The accused have a right under the Constitution to review and challenge the evidence against them. In the modern world that evidence is in a digital format. It's completely reasonable that Luigi should have access to a computer to review the evidence against him. It doesn't need to have internet access and he doesn't necessarily need to have it in his cell. He can review the evidence in the prison library while supervised buy prison staff.
I want a laptop at Starbucks so I can review the two DMs from the girl who blocked me on OnlyFans.
The thing is, he has a right to review evidence that's going to be used against him. If that cannot feasibly be done with boxes of paper, because of jail policies, then a laptop may be necessary.

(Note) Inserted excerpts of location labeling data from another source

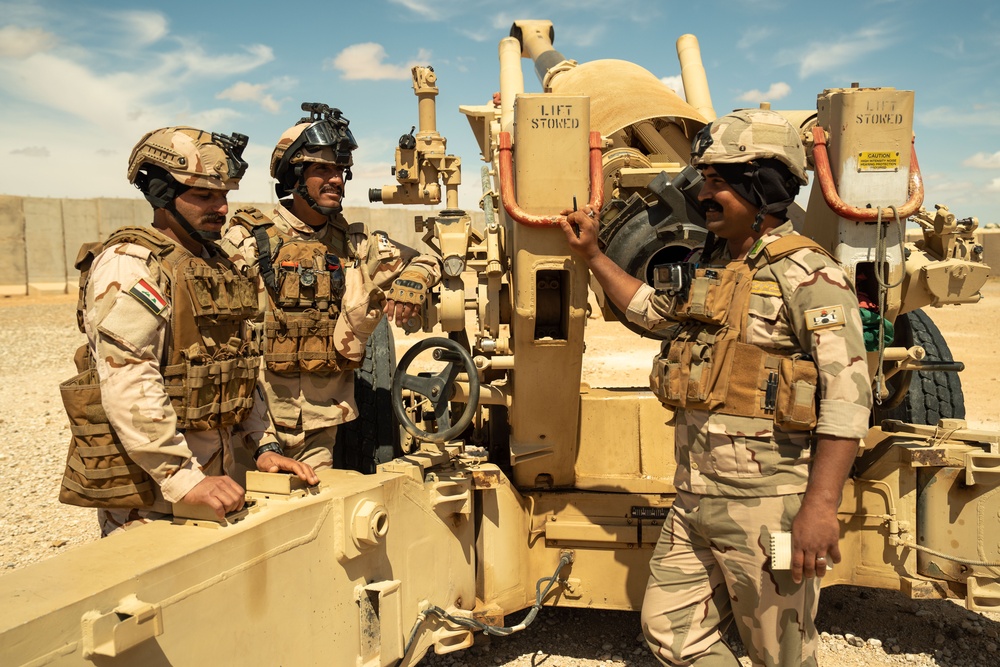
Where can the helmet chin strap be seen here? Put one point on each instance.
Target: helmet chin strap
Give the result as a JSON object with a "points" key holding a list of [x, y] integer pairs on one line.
{"points": [[328, 211], [195, 234]]}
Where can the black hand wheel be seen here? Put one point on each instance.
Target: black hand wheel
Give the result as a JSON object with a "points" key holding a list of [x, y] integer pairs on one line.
{"points": [[434, 392]]}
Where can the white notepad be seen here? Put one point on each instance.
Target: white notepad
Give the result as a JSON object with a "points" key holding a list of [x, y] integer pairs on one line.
{"points": [[781, 550]]}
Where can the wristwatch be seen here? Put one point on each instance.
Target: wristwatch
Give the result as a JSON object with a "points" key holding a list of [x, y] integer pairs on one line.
{"points": [[269, 447]]}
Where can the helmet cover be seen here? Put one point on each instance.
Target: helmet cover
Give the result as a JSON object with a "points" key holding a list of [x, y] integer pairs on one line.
{"points": [[747, 135], [194, 158]]}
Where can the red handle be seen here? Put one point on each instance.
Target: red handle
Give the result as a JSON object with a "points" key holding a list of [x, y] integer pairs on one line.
{"points": [[507, 184], [825, 175]]}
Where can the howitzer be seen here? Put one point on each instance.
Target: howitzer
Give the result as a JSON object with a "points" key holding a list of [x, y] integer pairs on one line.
{"points": [[524, 487]]}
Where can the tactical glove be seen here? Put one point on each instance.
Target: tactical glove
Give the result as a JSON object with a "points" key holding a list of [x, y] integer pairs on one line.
{"points": [[410, 287]]}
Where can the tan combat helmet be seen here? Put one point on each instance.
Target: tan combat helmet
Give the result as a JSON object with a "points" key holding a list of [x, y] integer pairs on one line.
{"points": [[192, 158], [759, 154], [323, 137], [750, 134], [168, 161]]}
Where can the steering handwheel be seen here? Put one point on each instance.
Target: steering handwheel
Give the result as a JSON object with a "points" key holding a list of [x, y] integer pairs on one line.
{"points": [[436, 390]]}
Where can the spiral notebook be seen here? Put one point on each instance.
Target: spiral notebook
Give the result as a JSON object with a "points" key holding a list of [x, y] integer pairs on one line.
{"points": [[781, 551]]}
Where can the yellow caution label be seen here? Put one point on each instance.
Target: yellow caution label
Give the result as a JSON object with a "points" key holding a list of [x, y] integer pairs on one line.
{"points": [[878, 161]]}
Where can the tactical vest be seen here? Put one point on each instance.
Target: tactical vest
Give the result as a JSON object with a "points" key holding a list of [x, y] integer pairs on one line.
{"points": [[305, 287], [707, 366], [209, 371]]}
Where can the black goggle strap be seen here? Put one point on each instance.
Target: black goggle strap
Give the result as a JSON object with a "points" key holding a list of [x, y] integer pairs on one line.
{"points": [[233, 146], [702, 140]]}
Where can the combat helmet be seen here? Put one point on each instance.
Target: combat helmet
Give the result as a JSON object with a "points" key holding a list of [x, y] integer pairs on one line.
{"points": [[168, 161], [758, 153], [323, 136]]}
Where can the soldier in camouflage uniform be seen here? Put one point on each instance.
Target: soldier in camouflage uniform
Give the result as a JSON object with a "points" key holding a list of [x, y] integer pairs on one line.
{"points": [[767, 373], [321, 282], [148, 293]]}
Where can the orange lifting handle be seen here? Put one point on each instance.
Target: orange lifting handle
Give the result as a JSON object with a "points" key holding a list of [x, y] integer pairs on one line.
{"points": [[507, 184], [825, 175]]}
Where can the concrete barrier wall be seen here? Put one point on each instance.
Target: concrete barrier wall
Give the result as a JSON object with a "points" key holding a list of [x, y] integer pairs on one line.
{"points": [[42, 236]]}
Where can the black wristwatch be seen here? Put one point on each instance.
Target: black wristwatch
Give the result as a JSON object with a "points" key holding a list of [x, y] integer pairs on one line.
{"points": [[269, 447]]}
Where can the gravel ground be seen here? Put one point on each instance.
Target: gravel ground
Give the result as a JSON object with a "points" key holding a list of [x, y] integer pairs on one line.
{"points": [[861, 627]]}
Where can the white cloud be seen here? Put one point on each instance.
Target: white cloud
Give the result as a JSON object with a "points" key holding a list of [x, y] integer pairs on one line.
{"points": [[581, 37], [144, 27], [108, 77], [775, 92], [31, 151], [196, 61], [251, 92], [16, 42], [674, 83], [819, 57], [366, 62], [983, 161], [417, 7]]}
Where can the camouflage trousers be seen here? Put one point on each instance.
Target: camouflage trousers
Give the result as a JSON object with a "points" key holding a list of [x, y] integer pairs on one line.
{"points": [[314, 447], [710, 568]]}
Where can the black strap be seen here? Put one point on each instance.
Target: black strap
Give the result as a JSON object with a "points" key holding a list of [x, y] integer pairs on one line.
{"points": [[264, 260]]}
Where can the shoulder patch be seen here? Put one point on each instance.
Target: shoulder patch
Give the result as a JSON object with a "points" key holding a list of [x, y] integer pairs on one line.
{"points": [[826, 317], [811, 261], [144, 292], [133, 250], [765, 288]]}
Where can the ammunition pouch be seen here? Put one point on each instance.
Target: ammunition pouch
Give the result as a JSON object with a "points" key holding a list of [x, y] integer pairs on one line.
{"points": [[209, 392], [99, 472], [303, 343], [305, 304]]}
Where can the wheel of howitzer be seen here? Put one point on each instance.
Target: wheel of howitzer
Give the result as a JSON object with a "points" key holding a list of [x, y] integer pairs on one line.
{"points": [[932, 395], [373, 437]]}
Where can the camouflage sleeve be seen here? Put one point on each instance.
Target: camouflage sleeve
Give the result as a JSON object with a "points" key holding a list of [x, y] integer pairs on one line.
{"points": [[239, 246], [823, 313], [385, 261], [126, 324], [650, 309]]}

Either that or the prosecution needs to clarify that some of the papers they provided as a Brady requirement are not going to be used in court. Because that's what this really is. The prosecution wants to spam the defense with a ton of documents to keep secret which ones they actually plan on using, which ones they actually think might be exculpatory. And in general judges give prosecutors a lot of latitude to do this because you can't be sure what you're going to use until the case actually gets to trial. But there does become a point when it's absurd and I think 15,000 pages is around that point.
It would be really funny if they say no, but allow it in paper.
It's 15000 pages of evidence for his alibi
How can there be 15,000 pages of evidence?
Even massive engineering projects have fewer pages of total documentation than that.
What could they possibly have that's 15,000 of actual information and not just superfluous attachments?